«Films de perdition»

Caméra-stylo, programme n°175 |

Pendant des décennies, la salle de cinéma a été considérée comme un lieu de perdition pour des spectateurs égarés. Dès les premiers vagissements du septième art, les ligues de décence se sont mises en état d’alerte et ont noirci des kilomètres de papier en recommandations fébriles et diverses. Au jour d’aujourd’hui, la plupart font sourire, tel ce comminatoire «Il ne sera produit aucun film qui abaisserait les principes moraux de ses spectateurs» et ce tout aussi préventif «Le mal ne doit pas être présenté de manière séduisante» ou encore ce savoureux précepte impossible à tenir: «Le public doit avoir en permanence la certitude que le mal est mauvais et que le bien est bon». Fort heureusement, ces conseils charitables ne furent guère suivis par les cinéastes qui, au sujet des aspirations plus ou moins secrètes de leur public, savaient très bien à quoi s’en tenir. Ce fut donc en pure perte que certains esprits s’échinèrent à faire du cinéma un art sous contrainte morale, atteignant souvent des sommets d’hypocrisie, à l’instar du célèbre Al Capone, un exemple de vertu, qui déclara un jour: «Les films de gangsters font du mal à la jeunesse et n’ont aucune utilité».

Se refaire une santé

Sans conteste, les «films de perdition» ont exercé et exercent toujours un attrait supérieur pour les spectateurs.
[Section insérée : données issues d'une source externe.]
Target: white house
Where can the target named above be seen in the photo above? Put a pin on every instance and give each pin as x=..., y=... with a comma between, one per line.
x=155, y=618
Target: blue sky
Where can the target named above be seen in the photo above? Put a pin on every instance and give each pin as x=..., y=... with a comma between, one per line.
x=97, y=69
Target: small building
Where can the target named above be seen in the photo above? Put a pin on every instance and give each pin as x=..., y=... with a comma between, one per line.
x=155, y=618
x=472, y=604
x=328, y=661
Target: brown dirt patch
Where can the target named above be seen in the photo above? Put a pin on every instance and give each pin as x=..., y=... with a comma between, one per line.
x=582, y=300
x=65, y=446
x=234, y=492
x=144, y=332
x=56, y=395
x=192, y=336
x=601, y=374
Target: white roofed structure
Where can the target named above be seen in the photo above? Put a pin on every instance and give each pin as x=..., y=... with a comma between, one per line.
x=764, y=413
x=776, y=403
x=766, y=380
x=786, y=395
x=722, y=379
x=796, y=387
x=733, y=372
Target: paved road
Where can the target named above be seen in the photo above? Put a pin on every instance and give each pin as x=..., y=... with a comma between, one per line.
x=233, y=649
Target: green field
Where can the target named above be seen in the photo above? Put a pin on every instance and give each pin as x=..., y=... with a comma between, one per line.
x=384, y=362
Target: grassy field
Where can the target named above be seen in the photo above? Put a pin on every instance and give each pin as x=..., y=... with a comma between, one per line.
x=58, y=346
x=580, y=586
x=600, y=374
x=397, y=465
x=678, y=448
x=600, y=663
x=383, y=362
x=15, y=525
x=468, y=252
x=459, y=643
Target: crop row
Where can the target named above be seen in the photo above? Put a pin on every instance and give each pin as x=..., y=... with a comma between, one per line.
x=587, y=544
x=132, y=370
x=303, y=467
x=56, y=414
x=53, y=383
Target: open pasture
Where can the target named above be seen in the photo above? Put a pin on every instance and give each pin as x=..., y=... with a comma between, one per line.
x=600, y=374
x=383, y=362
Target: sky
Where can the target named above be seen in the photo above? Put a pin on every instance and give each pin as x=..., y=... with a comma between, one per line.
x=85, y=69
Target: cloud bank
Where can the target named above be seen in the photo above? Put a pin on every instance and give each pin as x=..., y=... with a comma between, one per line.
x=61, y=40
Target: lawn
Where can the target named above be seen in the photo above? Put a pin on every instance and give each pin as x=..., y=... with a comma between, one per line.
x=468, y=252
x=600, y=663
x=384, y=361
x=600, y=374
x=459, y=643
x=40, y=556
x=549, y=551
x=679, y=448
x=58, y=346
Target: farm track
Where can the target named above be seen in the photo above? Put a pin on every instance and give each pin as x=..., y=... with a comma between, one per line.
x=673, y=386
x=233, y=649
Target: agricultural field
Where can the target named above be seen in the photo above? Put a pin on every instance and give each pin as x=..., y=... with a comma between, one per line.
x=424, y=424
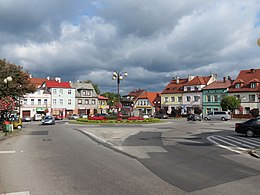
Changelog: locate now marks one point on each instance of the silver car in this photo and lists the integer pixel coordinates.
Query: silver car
(48, 120)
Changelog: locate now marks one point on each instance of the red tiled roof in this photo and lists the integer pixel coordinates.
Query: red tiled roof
(174, 87)
(37, 81)
(198, 80)
(218, 85)
(150, 96)
(248, 76)
(56, 84)
(102, 97)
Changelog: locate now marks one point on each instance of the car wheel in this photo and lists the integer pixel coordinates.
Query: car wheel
(249, 133)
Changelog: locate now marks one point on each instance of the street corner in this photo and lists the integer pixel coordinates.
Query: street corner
(255, 153)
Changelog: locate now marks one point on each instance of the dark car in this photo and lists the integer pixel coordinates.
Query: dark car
(48, 120)
(161, 116)
(27, 119)
(250, 128)
(73, 117)
(194, 117)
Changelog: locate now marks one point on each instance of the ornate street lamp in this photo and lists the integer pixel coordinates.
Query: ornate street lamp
(119, 76)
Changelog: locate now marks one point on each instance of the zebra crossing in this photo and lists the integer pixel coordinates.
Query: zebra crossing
(235, 143)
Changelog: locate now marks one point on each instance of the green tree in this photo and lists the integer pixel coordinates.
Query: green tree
(112, 98)
(20, 84)
(230, 103)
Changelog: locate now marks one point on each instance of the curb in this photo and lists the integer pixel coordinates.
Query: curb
(254, 153)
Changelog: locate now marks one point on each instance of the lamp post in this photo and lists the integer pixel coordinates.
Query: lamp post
(119, 76)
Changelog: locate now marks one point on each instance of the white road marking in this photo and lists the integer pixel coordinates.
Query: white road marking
(17, 193)
(7, 152)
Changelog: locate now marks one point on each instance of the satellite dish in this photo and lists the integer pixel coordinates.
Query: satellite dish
(258, 42)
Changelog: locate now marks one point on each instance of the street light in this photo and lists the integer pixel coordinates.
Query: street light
(8, 80)
(119, 76)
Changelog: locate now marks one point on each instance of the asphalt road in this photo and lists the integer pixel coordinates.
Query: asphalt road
(177, 157)
(60, 160)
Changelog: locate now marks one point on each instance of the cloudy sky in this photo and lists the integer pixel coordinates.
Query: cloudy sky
(152, 40)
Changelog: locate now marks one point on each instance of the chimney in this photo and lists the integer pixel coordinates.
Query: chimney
(252, 70)
(177, 80)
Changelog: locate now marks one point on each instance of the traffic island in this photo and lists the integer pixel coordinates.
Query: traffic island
(255, 153)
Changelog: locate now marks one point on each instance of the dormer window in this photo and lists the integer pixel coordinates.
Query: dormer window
(252, 85)
(237, 85)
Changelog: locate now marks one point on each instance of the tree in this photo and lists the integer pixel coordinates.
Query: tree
(112, 98)
(20, 84)
(230, 103)
(96, 87)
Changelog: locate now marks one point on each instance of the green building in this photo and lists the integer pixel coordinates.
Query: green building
(213, 94)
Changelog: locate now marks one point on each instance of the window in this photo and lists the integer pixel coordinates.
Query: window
(54, 91)
(196, 98)
(237, 97)
(79, 101)
(237, 85)
(215, 98)
(208, 98)
(252, 98)
(252, 85)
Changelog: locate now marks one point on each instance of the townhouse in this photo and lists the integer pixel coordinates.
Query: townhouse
(213, 94)
(145, 103)
(86, 98)
(246, 88)
(37, 102)
(171, 96)
(62, 97)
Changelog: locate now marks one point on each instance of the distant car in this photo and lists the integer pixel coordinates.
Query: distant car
(194, 117)
(27, 119)
(73, 117)
(218, 115)
(83, 116)
(48, 120)
(161, 116)
(58, 117)
(250, 128)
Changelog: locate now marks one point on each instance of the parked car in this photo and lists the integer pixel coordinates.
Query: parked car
(218, 115)
(83, 116)
(48, 120)
(161, 116)
(27, 119)
(58, 117)
(194, 117)
(73, 117)
(37, 117)
(250, 128)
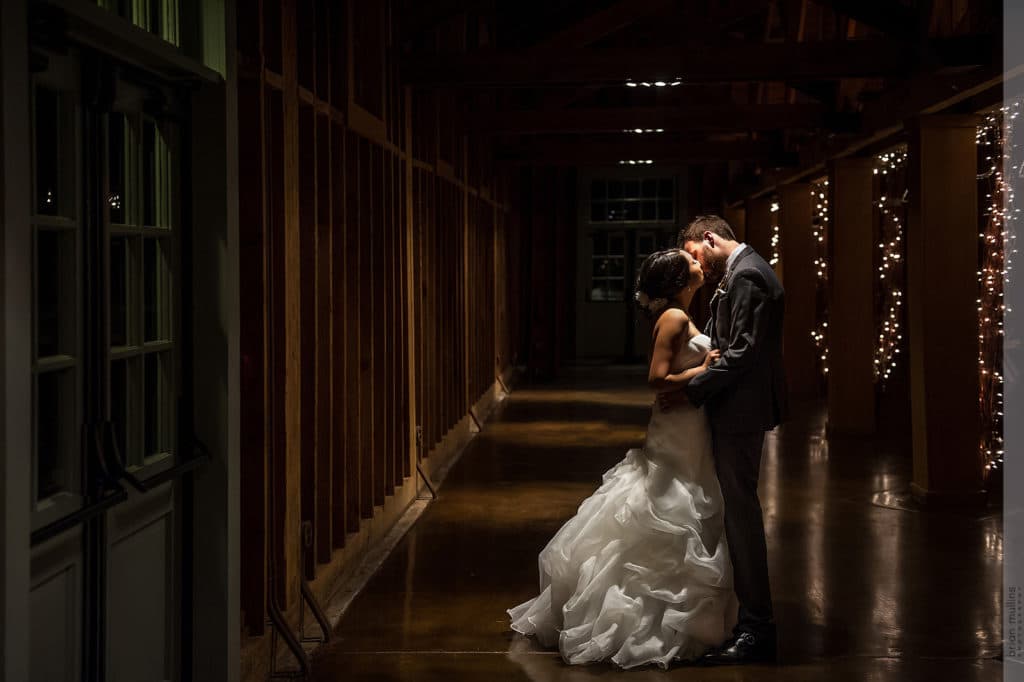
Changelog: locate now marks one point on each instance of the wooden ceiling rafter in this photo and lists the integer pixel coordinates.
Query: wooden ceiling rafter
(744, 61)
(690, 117)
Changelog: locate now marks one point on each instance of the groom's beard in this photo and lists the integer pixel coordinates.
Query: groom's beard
(714, 268)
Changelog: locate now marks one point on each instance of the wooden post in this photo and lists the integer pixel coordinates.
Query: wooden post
(942, 288)
(798, 248)
(851, 281)
(758, 225)
(736, 217)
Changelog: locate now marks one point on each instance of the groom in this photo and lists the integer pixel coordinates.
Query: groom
(744, 393)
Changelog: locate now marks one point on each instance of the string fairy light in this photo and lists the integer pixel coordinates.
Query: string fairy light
(819, 231)
(776, 235)
(1000, 174)
(891, 188)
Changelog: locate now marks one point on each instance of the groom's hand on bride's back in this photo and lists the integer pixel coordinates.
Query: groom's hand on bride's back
(670, 399)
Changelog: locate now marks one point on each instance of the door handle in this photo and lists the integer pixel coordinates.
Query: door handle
(115, 463)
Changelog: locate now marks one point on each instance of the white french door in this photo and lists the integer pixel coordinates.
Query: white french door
(109, 455)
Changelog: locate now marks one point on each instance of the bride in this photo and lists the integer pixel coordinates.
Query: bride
(641, 574)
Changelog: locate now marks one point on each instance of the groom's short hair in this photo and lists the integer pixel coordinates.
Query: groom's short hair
(706, 223)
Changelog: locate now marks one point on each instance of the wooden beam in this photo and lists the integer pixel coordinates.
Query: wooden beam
(719, 117)
(743, 61)
(603, 24)
(578, 151)
(893, 18)
(884, 119)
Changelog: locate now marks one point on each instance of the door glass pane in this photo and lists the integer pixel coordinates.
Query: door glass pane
(117, 170)
(54, 429)
(148, 173)
(48, 294)
(120, 415)
(47, 133)
(155, 276)
(665, 210)
(120, 258)
(616, 245)
(158, 399)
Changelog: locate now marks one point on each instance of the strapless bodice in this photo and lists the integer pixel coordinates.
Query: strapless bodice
(691, 352)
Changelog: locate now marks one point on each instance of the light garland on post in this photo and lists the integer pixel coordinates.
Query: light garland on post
(776, 235)
(819, 229)
(890, 170)
(998, 217)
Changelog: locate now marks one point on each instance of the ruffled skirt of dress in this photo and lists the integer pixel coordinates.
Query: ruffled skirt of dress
(641, 574)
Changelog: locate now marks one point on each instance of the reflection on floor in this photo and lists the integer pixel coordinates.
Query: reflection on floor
(863, 589)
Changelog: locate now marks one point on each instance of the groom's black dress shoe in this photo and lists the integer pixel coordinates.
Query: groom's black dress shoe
(743, 648)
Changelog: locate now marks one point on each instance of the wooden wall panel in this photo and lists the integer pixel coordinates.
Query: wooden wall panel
(307, 316)
(353, 341)
(367, 328)
(252, 254)
(341, 397)
(325, 483)
(340, 307)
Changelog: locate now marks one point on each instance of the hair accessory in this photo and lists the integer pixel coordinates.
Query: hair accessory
(651, 305)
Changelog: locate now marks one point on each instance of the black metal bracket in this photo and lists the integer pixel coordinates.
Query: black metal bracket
(307, 594)
(115, 464)
(117, 496)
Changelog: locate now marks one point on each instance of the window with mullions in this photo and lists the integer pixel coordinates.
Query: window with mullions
(632, 200)
(141, 243)
(607, 266)
(56, 361)
(158, 16)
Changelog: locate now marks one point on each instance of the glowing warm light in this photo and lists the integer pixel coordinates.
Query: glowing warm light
(891, 166)
(776, 236)
(1000, 172)
(819, 231)
(630, 83)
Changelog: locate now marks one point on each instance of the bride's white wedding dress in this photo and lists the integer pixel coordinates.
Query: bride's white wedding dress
(641, 574)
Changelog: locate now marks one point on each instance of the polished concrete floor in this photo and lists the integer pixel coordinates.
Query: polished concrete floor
(866, 587)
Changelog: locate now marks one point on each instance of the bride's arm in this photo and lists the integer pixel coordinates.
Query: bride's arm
(671, 332)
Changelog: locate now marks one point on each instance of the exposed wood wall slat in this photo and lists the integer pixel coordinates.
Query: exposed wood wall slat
(370, 270)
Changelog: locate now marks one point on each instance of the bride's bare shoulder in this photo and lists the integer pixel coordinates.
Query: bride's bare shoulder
(672, 321)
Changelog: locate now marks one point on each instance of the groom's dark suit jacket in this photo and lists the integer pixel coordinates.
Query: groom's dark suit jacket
(744, 390)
A croire qu’il n’y a rien de mieux que le spectacle de l’effondrement, de la déréliction et de la chute pour se refaire une santé sur le dos de pauvres personnages subissant moult contrariétés, certes, mais sans que cela n’améliore pour autant notre condition humaine: le réel que nous retrouvons à la sortie du cinéma n’a pas changé. Tout au plus, aura-t-il eu le temps d’empirer… Sauf que, selon le film, notre regard sur lui aura peut-être évolué, se sera chargé d’un supplément d’acuité, de lucidité, de celle qui nous empêche hélas de faire la révolution en sortant du «Voleur de bicyclette» ou des «Quatre cent coups»! Tant mieux, murmureront les comptables des excès révolutionnaires. Dans un ouvrage très recommandé, le philosophe et essayiste Stanley Cavell s’est demandé si, en nous entraînant aussi activement au malheur (des autres), le cinéma nous rendait meilleurs. Ce grand penseur persiste à le croire et il n’a sans doute pas tort…

Un don pour la perdition

Il est clair que l’art cinématographique a le don singulier de nous perdre… Il suffit de voir «Twixt», le dernier film de Francis Ford Coppola pour s’en convaincre, même si maints critiques, peut-être effarouchés par l’audace du vieux cinéaste, ont refusé de s’y aventurer. Formellement, un film peut et devrait toujours tout se permettre: brouiller les temporalités, mêler les niveaux de réalité, casser les genres, réussir à déjouer les attentes (pourtant mille fois théorisées dans les manuels de scénarios abêtissants). C’est pour cette raison que nous chérissons des films «tordus» comme ceux de Jacques Audiard, où nous nous fourvoyons à chaque fois de manière sidérante. Un vieux sage chinois a écrit, il y a des siècles de cela, «qu’il faut se perdre pour comprendre que l’on s’était égaré». Il s’agissait sans doute d’un grand cinéaste avant l’heure!